Architecture and Museums

Madrid is awash with architecture and museums – from the beautiful Royal Palace to the Plaza de Sol, a favourite meeting ground for locals, Madrid has beautifully decorated and ornate buildings, statues and more. The Royal Palace is open to visitors, with Wednesdays being free entry days so the lines get incredibly long so make sure you go early. Regardless though, the Palace any day is worth a visit.

The museums on offer are almost countless and cover nearly every topic you can imagine, so a trip to one of their museums along your interests is a must do. Head to the Museum Triangle – literally the Madrid museum district for a great selection of museums. While some of the museums are almost eye wateringly expensive for the budget tourist, most museums do offer free entry at certain times of day or on certain days. Check in advance which museums, which times and which days to take full advantage of some of the fantastic museums in the city.

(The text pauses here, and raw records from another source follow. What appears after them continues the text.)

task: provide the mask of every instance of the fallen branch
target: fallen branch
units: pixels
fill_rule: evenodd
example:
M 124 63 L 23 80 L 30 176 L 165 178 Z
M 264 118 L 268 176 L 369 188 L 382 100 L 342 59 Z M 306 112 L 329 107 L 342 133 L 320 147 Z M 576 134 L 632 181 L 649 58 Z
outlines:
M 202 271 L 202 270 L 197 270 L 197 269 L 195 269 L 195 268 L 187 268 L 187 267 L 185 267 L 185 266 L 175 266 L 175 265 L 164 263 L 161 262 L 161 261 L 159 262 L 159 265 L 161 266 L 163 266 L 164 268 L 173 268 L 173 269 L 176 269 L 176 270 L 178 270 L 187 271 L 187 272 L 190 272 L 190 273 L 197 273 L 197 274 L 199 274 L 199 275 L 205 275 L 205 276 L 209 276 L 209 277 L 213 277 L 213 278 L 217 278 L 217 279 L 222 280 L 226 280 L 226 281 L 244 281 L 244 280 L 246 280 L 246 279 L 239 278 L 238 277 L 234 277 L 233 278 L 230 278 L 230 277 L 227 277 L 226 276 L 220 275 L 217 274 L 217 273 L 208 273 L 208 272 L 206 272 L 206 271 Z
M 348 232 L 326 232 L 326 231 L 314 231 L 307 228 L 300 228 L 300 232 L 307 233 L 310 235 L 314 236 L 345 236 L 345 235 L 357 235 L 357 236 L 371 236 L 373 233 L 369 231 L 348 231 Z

Perhaps the best ones, especially for art lovers are the Museo del Prado and the Sofia Reina National Museum and Art Centre – both of which house classical paintings by famous artists from around the world. The Sofia Reina is in fact the home of Picasso’s famous Guernica.

Parks and Getting Outside

Madrid is lucky enough to enjoy a temperate climate most of the year although it can be chilly in the winter months, but nevertheless getting outside is a favourite past time of both locals and tourists alike. Madrid is home to numerous parks and gardens, with Caixa Forum being a great example of a vertical garden (also on the side of one of many museums!). The Royal Botanical Garden as well as El Retiro park are two of the best parks on offer in Madrid, with El Retiro being home to drumming circles in the summer evenings that are a great way to see the dusk in.

Cuisine and Culture

The Mercado de San Miguel is a fantastic spot to stop off if you’re looking for high quality wines, cheeses, dried and smoked meats and more. An indoor market, this is a great place to go on a rainy day or if you just want to pick up a delicious snack of local fare or a bottle of wine to take home with you. For cultural aspects of Madrid, check out one of the many Flamenco shows that are on around the city – with their bright colours and quick movements and fantastic music. Corral de Moreira is the top rated location to take in a show in Madrid, if not the world, and shouldn’t be missed on any trip to the region.

So there you have the top things to see and do in Madrid on any trip to the area, whethere you’re on a budget or not. Madrid is a great city any time of year, but to take advantage of all the outdoor things to do, summer and autumn are the best to enjoy the warm weather and welcoming patios with local beers and tapas. So pack your bags – next stop: Madrid!